Where do extra dimensions in gradient come from?

Question

The gradient of a scalar function $f\colon \mathbb{R}^n \to \mathbb{R}$ is a vector-valued function $\nabla f\colon \mathbb{R}^n \to \mathbb{R}^n$. Since applying a function can't increase information ($\nabla f$ can't contain information not in $f$), the $n$ dimensions in $\nabla f$ must not be independent -- they must be a relatively "diffuse" (or "redundant") representation of (a subset of) the information in $f$'s single dimension. Is this an accurate understanding?

If so, what is the pattern of dependency among the dimensions in $\nabla f$? That is, what constraints exist among them?

Several answers suggest that $\nabla$ "mixes in" information from the initial space $\mathbb{R}^n$, but I don't see precisely how that information (just a flat Euclidean topology, right?) is represented in $\nabla f$.

One answer points out that $\nabla f$ localizes information that is nonlocal in $f$ -- I get that, but it seems more like a rearrangement of information within the dimensions of $\nabla f$ than a constraint across them -- after all, when $n=1$, no additional dimensions are required for the representation of $\nabla f$.

Moderators: if these edits aren't clear enough to remove the "hold" status, please comment as to what is unclear -- 3 answers have so far accurately interpreted what I was asking, I just haven't yet fully understood them and through comments/edits am trying to prompt refinements to be more complete and/or easier to understand.

Answer 1

Perhaps the following fact is what you are after:

Not every map $\mathbb R^n \rightarrow \mathbb R^n$ is the gradient of a function $\mathbb R^n\rightarrow\mathbb R$.

That is, even though the gradient "creates dimensions", as you put it, it is also constrained in its form, which sort of cancels out the new dimensions. For instance, in two dimensions, suppose we have a function $f(x,y)$ whose gradient is $(a(x,y),b(x,y))$. It can quickly be seen that $a_y(x,y)-b_x(x,y)=0$ given that $f_{xy}=f_{yx}$ (where the subscripts indicate partial derivatives). Thus, for instance, $(y,0)$ is not the gradient of any function since, if it were, the mixed partial derivatives wouldn't match.

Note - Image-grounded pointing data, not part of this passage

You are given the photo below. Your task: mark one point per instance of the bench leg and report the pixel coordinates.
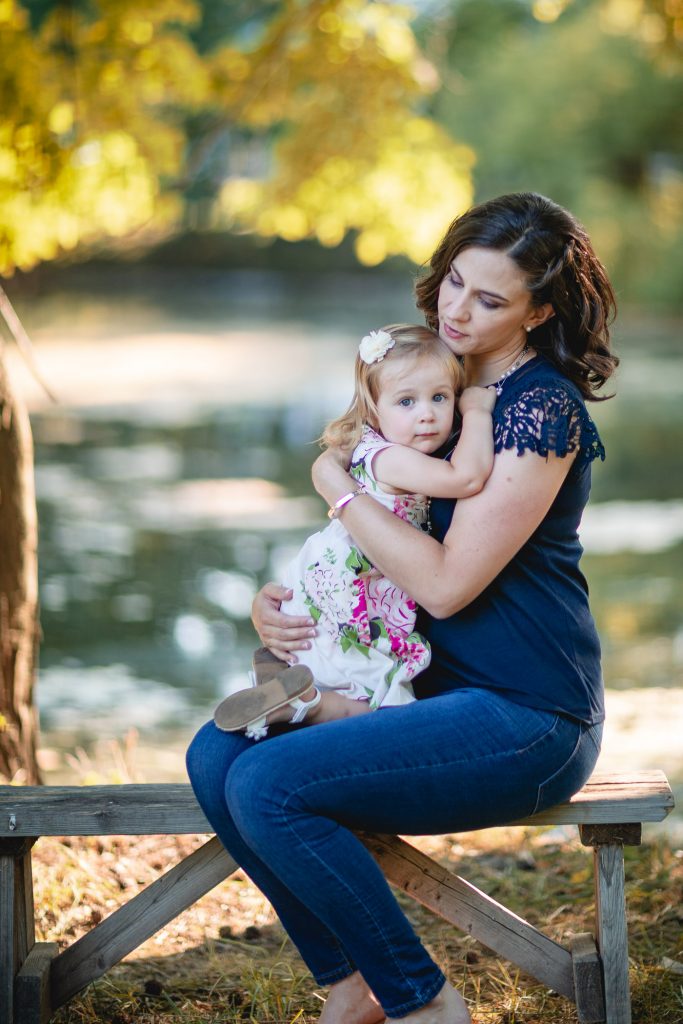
(611, 932)
(607, 843)
(16, 922)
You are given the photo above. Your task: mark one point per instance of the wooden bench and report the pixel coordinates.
(36, 978)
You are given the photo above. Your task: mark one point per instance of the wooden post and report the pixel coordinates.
(16, 923)
(607, 843)
(588, 979)
(32, 986)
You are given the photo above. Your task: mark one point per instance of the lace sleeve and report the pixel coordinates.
(545, 419)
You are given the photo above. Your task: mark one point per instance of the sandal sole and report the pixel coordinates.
(242, 709)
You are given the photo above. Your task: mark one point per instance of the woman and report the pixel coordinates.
(510, 714)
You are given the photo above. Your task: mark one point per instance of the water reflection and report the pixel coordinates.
(175, 479)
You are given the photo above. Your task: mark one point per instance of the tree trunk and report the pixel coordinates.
(18, 590)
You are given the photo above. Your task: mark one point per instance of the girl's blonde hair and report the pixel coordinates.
(410, 340)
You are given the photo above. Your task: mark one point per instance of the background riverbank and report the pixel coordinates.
(172, 480)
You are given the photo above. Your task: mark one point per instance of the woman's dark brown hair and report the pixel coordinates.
(555, 254)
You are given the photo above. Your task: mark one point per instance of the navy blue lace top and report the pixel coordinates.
(530, 634)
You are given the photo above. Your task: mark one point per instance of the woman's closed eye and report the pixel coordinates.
(487, 303)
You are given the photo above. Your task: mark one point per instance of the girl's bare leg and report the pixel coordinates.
(350, 1001)
(332, 707)
(447, 1008)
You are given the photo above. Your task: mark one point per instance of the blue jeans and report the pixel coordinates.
(286, 809)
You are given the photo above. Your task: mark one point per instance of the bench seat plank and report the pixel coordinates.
(171, 809)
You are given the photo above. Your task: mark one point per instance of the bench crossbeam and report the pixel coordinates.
(36, 979)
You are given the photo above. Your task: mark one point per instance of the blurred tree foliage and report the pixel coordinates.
(311, 119)
(293, 119)
(582, 100)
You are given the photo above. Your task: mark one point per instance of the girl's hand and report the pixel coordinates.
(330, 476)
(281, 633)
(482, 398)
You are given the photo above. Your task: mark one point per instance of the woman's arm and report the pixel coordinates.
(485, 531)
(466, 471)
(283, 634)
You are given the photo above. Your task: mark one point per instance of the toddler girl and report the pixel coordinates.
(366, 650)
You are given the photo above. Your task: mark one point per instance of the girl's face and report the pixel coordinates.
(484, 305)
(416, 402)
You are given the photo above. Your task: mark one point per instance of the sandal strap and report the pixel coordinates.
(257, 729)
(301, 708)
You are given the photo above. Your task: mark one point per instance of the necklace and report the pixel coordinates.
(515, 366)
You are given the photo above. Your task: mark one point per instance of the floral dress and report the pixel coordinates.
(367, 647)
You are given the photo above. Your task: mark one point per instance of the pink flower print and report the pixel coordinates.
(391, 604)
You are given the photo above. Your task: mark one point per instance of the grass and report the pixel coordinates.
(227, 961)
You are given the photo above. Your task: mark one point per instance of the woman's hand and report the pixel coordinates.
(330, 474)
(281, 633)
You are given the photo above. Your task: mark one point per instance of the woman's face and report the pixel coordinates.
(484, 305)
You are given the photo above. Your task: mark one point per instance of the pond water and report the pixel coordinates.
(172, 480)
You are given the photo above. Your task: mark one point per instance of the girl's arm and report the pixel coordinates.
(485, 532)
(464, 473)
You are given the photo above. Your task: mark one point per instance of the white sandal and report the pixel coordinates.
(248, 710)
(259, 728)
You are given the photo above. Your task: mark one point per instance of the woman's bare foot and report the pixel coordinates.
(351, 1001)
(447, 1008)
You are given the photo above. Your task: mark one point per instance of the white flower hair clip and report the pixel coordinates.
(375, 345)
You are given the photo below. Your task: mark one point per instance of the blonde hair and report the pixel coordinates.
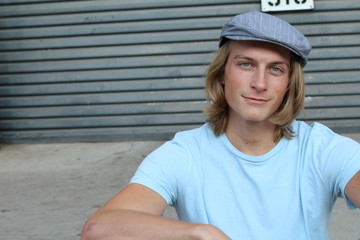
(217, 112)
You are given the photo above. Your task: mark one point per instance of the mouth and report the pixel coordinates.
(256, 100)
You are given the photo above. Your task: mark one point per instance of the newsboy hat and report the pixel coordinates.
(260, 26)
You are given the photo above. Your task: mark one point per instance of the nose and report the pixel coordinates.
(259, 80)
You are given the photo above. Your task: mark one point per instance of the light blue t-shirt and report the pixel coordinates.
(287, 193)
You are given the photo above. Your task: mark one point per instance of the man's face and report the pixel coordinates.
(255, 79)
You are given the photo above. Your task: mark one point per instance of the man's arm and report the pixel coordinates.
(352, 189)
(135, 213)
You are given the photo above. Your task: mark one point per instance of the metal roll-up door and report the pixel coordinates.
(115, 70)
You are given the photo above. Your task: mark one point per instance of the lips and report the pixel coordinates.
(256, 100)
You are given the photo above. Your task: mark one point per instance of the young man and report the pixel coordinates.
(252, 171)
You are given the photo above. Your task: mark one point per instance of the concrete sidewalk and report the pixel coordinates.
(49, 190)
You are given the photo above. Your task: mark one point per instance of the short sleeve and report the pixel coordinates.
(161, 169)
(339, 160)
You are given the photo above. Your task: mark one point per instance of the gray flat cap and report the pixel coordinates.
(260, 26)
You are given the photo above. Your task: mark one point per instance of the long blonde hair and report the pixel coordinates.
(217, 112)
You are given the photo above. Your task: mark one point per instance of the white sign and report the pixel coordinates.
(286, 5)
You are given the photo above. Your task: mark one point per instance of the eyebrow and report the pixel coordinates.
(252, 59)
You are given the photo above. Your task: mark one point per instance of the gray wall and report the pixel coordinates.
(133, 69)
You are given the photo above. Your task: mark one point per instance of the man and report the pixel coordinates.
(252, 171)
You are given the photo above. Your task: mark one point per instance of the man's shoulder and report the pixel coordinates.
(201, 132)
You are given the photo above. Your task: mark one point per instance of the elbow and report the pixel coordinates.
(91, 231)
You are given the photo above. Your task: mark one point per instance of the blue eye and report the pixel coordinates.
(276, 69)
(245, 64)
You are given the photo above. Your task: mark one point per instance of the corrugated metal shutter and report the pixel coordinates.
(130, 69)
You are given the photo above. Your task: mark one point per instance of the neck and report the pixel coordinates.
(252, 138)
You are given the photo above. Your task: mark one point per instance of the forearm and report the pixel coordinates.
(126, 224)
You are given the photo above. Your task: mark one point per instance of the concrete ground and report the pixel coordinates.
(49, 190)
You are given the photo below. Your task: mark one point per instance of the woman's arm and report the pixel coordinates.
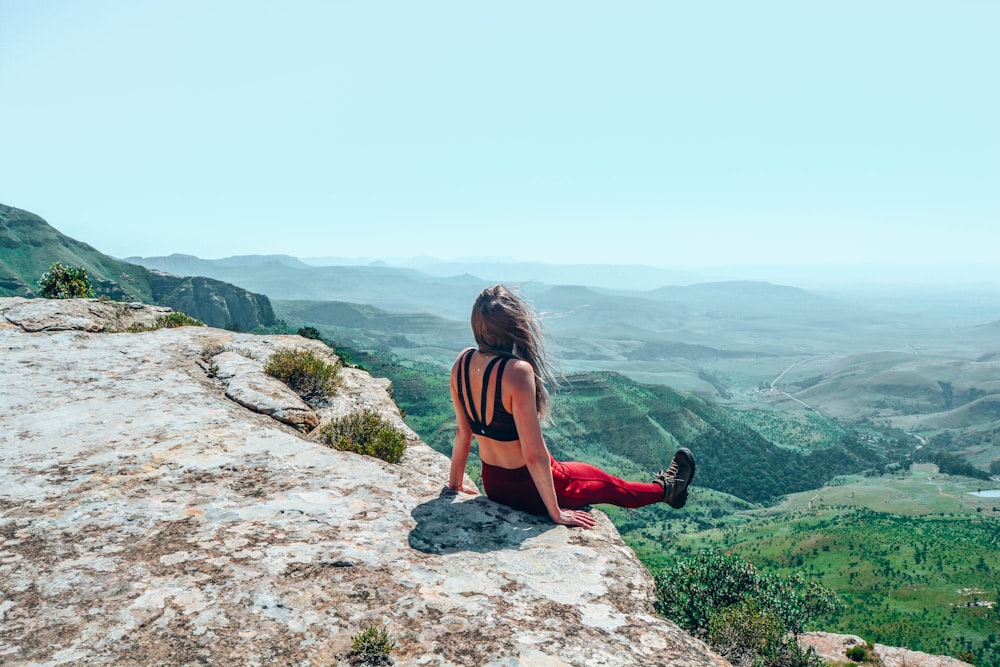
(519, 380)
(463, 441)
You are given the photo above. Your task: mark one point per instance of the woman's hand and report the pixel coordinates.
(575, 518)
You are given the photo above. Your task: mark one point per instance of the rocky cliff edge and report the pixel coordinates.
(161, 504)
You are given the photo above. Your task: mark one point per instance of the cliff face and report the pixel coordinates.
(152, 513)
(212, 301)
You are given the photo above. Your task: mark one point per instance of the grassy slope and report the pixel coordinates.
(826, 531)
(29, 246)
(910, 555)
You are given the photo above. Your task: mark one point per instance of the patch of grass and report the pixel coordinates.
(306, 373)
(372, 646)
(168, 321)
(65, 282)
(365, 432)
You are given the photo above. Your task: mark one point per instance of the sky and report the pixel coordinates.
(663, 133)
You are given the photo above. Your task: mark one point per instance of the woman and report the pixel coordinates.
(499, 395)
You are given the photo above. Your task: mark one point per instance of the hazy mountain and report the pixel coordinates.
(190, 265)
(29, 246)
(390, 288)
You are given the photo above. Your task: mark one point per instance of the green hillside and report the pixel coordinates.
(29, 246)
(913, 557)
(634, 429)
(646, 423)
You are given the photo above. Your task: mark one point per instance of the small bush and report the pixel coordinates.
(306, 373)
(857, 653)
(749, 613)
(168, 321)
(66, 282)
(176, 319)
(366, 433)
(743, 632)
(310, 332)
(372, 646)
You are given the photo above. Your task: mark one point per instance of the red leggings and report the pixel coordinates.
(577, 485)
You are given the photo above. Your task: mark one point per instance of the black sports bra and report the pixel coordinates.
(502, 426)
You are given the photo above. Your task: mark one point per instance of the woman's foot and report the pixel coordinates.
(677, 478)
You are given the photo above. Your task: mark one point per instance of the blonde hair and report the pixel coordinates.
(504, 323)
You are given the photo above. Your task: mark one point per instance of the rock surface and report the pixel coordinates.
(147, 519)
(834, 647)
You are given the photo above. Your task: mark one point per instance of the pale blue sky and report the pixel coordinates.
(665, 133)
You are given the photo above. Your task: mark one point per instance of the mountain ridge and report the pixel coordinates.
(29, 245)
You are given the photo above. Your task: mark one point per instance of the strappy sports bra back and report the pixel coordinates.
(501, 426)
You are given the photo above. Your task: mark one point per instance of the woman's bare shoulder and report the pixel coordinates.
(461, 354)
(519, 372)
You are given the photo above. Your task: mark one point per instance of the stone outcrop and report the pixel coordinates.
(148, 519)
(214, 302)
(834, 647)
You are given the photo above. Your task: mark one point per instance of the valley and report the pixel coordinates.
(839, 434)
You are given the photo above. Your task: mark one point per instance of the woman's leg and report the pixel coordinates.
(579, 484)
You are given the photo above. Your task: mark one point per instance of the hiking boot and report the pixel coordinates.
(676, 478)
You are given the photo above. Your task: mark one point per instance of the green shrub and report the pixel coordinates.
(309, 332)
(168, 321)
(66, 282)
(176, 319)
(366, 433)
(743, 632)
(857, 653)
(725, 599)
(372, 646)
(309, 375)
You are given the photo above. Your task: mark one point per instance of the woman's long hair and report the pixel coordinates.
(504, 323)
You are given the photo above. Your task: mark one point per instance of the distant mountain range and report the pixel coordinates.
(29, 246)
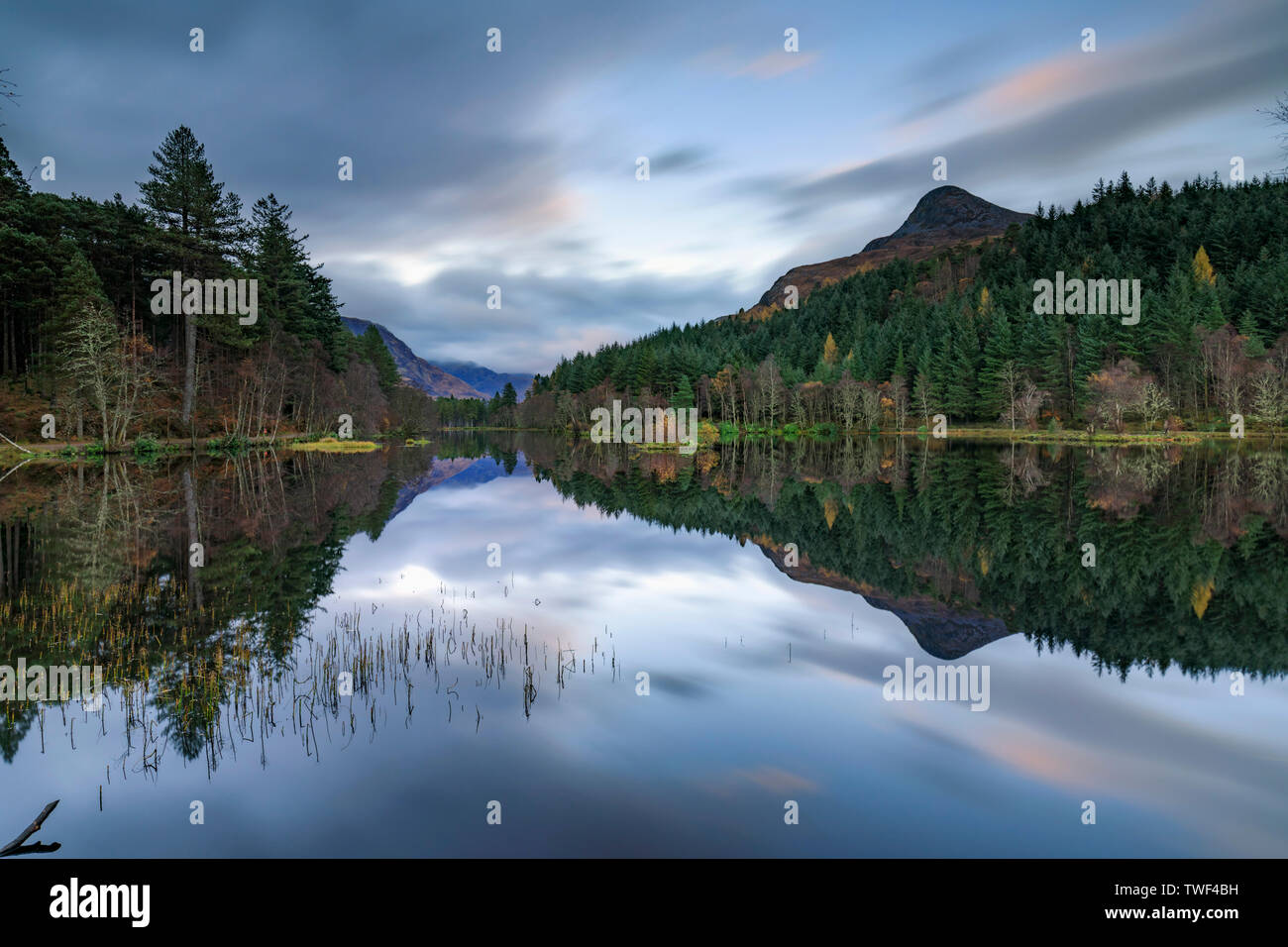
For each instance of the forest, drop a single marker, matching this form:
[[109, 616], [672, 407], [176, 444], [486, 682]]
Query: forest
[[958, 335], [86, 357]]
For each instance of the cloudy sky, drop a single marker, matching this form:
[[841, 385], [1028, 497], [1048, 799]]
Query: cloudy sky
[[518, 167]]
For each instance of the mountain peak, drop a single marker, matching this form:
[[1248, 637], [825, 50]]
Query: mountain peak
[[949, 214], [943, 217]]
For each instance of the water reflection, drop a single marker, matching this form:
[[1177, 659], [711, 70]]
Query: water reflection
[[765, 669]]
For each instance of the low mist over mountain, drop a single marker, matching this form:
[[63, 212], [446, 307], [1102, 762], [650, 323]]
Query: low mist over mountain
[[487, 380], [429, 377], [455, 379], [944, 217]]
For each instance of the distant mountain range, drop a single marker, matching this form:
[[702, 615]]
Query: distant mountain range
[[446, 379], [944, 217], [487, 380]]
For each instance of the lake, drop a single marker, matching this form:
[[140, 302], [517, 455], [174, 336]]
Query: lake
[[563, 648]]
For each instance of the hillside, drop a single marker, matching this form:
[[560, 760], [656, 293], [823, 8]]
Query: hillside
[[943, 218], [428, 377], [487, 380], [953, 326]]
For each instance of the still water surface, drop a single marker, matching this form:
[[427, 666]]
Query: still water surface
[[1108, 684]]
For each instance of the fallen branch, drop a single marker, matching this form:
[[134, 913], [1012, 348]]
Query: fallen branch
[[18, 446], [17, 848]]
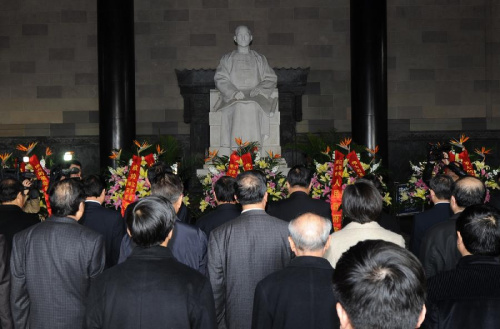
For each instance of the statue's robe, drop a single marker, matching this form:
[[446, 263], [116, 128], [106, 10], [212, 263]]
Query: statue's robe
[[247, 118]]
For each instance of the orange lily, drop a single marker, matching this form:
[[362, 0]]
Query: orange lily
[[28, 149], [115, 155], [211, 155], [460, 142], [159, 150]]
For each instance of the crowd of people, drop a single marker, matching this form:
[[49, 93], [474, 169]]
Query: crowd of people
[[249, 263]]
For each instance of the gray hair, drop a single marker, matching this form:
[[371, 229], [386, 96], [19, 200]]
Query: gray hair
[[309, 231]]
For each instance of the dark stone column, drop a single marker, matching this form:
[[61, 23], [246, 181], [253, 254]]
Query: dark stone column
[[115, 31], [369, 74]]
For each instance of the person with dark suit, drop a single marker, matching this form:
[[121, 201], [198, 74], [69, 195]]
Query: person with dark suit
[[440, 189], [52, 264], [298, 184], [300, 295], [188, 244], [12, 217], [151, 289], [107, 222], [5, 315], [469, 295], [244, 251], [227, 208], [439, 247]]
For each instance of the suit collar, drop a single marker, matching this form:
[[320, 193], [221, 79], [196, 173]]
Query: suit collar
[[311, 261], [62, 220], [151, 252]]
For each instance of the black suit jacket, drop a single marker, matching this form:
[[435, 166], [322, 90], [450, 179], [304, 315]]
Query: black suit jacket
[[13, 219], [439, 247], [424, 221], [151, 290], [188, 245], [240, 254], [52, 264], [466, 297], [299, 296], [5, 316], [296, 204], [110, 224], [221, 215]]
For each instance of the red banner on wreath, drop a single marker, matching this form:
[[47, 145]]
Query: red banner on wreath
[[247, 161], [355, 164], [234, 165], [336, 194], [41, 175], [464, 156], [131, 185]]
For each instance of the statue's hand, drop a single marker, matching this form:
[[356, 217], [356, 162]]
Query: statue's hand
[[239, 95], [255, 92]]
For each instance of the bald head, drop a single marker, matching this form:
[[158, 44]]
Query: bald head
[[469, 191], [309, 234]]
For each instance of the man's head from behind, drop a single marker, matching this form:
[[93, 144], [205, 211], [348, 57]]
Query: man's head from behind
[[478, 229], [10, 190], [251, 187], [309, 235], [225, 189], [151, 221], [299, 176], [442, 187], [361, 202], [66, 198], [379, 285], [169, 186], [94, 187], [468, 191]]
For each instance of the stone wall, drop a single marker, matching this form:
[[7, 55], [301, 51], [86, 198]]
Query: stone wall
[[443, 59]]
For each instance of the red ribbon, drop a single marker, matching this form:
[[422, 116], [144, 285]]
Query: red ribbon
[[234, 165], [247, 161], [131, 185], [355, 164], [150, 160], [41, 175], [464, 156], [336, 192]]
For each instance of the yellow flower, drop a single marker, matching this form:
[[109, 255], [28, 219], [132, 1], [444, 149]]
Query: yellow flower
[[203, 205]]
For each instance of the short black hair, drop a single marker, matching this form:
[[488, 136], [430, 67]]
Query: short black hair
[[150, 221], [93, 186], [361, 202], [167, 185], [225, 189], [469, 191], [9, 189], [251, 187], [380, 285], [299, 176], [65, 197], [480, 230], [442, 185]]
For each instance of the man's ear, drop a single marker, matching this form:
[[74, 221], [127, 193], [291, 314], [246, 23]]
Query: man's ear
[[345, 323], [421, 317]]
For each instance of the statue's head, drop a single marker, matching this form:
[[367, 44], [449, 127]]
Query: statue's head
[[242, 36]]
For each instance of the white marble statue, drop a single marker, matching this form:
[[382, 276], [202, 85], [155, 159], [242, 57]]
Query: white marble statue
[[246, 82]]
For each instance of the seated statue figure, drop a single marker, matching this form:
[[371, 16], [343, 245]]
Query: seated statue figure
[[246, 82]]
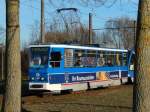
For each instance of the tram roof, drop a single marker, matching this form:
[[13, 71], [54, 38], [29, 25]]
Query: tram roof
[[79, 47]]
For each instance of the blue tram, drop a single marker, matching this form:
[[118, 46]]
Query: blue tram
[[70, 67]]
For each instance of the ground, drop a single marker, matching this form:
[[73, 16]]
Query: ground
[[112, 99]]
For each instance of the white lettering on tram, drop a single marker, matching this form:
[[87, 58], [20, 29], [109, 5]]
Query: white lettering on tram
[[80, 78]]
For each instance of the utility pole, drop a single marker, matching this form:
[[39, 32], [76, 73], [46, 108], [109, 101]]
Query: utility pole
[[12, 95], [42, 22], [2, 64], [141, 91], [90, 29]]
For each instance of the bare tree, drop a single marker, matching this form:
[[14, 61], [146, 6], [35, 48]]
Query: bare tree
[[141, 101], [12, 96]]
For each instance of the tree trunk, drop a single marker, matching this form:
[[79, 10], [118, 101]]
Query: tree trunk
[[12, 96], [141, 100]]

This can be generalized by considering exact differential forms and the exterior derivative, but I'll just leave those keywords if you wish to investigate further.

From this, we notice that, even though the gradient has two components, knowing one component already tells us almost everything we need to know about the other - if we know $a$, then we know that: $$b(x,y)=\left(\int_{0}^xa_y(x,y)\,dx\right)+c(y)$$ for some function $c$ - which is already reducing the amount of "missing" information from a function $b:\mathbb R^2\rightarrow \mathbb R$ to one merely $c:\mathbb R\rightarrow \mathbb R$. So, even though the gradient has a more complicated representation than the original function, not everything in the representation is independent, so there's no new information added.

Answer 2

The dimensions are already there. It's $\mathbb{R}^n$ after all. The fact that your function is mapping it onto $\mathbb{R}$ doesn't change the fact that there's plenty of information from every one of the $n$ directions. In fact, that's exactly what the gradient is revealing to you. It's not creating any dimensions nor is it creating any more information; it's just revealing the structure of how your function changes along the $n$ axes. So, in a sense, it's the other way around. It's not that the gradient is creating dimensions or information; rather, it's that your scalar function is compressing or hiding data, in a manner of speaking.

Answer 3

The gradient, aka, Jacobian of a map from $f: \mathbb R^n \rightarrow \mathbb R^m : f:(x_1, x_2,..,x_n) \rightarrow (f_1(x_1,..,x_n), f_2(x_1,x_2,..,x_n),...,f_m(x_1,x_2,..,x_n))$ is the $m \times n$-matrix $Jf: (Jf(i,j):= \frac {\partial f_i}{\partial x_j} )$

In that sense, it contains information from both the initial space and the target space.